The so-called emergency tax-cutting mini-budget is expected to be unveiled on Friday by the UK Chancellor of the Exchequer, Kwasi Kwarteng, outlining the main economic strategies that new Prime Minister Liz Truss's government is banking on to help businesses and individuals cope with the acute cost of living.
Andrew Bailey, the governor of the Bank of England (BoE), warned Chancellor Kwarteng ahead of Friday’s fiscal event, saying the UK economy may already be in recession and noting that the interest rates may hike even further after the tax-cutting mini-budget is revealed, according to UK media outlets.
While interest rates were raised by 0.5 percentage points on September 22, Kwarteng is expected to unveil the government's plan on measures that should be taken to help businesses and households deal with the cost of living crisis.
The BoE also predicted the GDP to contract by 0.1% in the third quarter amid a plunge in consumer spending and slower activity in the construction and manufacturing sectors.
Furthermore, the BoE’s monetary policy committee (MPC) emphasized during its meeting that Truss’s economic strategies were full of additional inflationary pressures.
The MPC would be evaluating the impact of the government’s plan, presupposing the introduction of energy price caps and tax cuts, ahead of the committee’s coming borrowing decision in November, according to Bailey.
“All else equal ... this will add to inflationary pressures in the medium term,” Bailey warned Kwarteng about the household energy cap.

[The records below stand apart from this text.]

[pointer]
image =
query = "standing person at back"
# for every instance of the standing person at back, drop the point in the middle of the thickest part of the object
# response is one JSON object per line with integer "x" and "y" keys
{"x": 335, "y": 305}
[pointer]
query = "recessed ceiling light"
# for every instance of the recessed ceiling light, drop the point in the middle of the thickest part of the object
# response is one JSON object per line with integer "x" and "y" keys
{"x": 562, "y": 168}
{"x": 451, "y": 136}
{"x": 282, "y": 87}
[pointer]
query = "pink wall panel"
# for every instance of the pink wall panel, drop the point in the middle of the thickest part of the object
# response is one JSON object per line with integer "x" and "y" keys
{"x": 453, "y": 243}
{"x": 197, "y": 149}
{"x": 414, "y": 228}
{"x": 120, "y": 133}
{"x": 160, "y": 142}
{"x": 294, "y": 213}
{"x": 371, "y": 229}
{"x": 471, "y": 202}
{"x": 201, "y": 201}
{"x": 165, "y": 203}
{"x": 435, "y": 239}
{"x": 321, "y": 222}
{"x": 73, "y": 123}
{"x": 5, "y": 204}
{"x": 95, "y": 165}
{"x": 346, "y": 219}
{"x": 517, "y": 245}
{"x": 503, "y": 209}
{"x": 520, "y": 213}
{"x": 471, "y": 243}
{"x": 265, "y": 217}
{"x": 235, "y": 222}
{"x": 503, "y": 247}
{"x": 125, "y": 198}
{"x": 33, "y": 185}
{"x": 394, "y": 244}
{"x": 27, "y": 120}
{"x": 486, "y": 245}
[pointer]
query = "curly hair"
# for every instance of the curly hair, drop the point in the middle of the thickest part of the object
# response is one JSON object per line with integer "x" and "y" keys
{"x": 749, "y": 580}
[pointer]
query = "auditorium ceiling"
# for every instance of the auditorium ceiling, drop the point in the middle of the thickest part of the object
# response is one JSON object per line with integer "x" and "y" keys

“Should the outlook suggest more persistent inflationary pressures, including from stronger demand, the committee will respond forcefully, as necessary,” he wrote to Kwarteng in the scheduled letter.
Along with the ongoing volatility in wholesale gas prices, there had been indications since August of “continuing strength in domestically generated inflation,” the BoE said in its release on Thursday.
The consumer prices index would peak at just below 11% this autumn rather than exceed 13%, as per the BoE; however, it added in its release:
“The labour market is tight and domestic cost and price pressures remain elevated. While the [energy bill subsidy] reduces inflation in the near term, it also means that household spending is likely to be less weak than projected in the August Report over the first two years of the forecast period.”
This comes as Kwarteng is expected to reveal the government’s major package of support planned to break the economy’s “cycle of stagnation” through infrastructure reforms and tax cuts.
Kwarteng will reveal over 30 measures as part of the Treasury’s “Growth Plan” in a speech at the House of Commons, including relief for households to tackle high energy bills.
He will also announce an estimated £30 billion ($33.5 billion) worth of tax cuts, such as reversing the national insurance increase, scrapping the planned rise in corporation tax from 19% to 25%, and removing environmental charges added to energy bills.
Other announcements will include new investment zones in England that will offer “targeted” tax cuts for local businesses, allowing firms to create new jobs and “increase productivity”. Some 100 new infrastructure projects are also to be accelerated across energy, transport, and the digital sphere to achieve a targeted economic growth rate of 2.5 percent a year.
“Growth is not as high as it needs to be, which has made it harder to pay for public services, requiring taxes to rise. This cycle of stagnation has led to the tax burden being forecast to reach the highest levels since the late 1940s. We are determined to break that cycle. We need a new approach for a new era focused on growth,” the chancellor is expected to announce, as per UK media reports.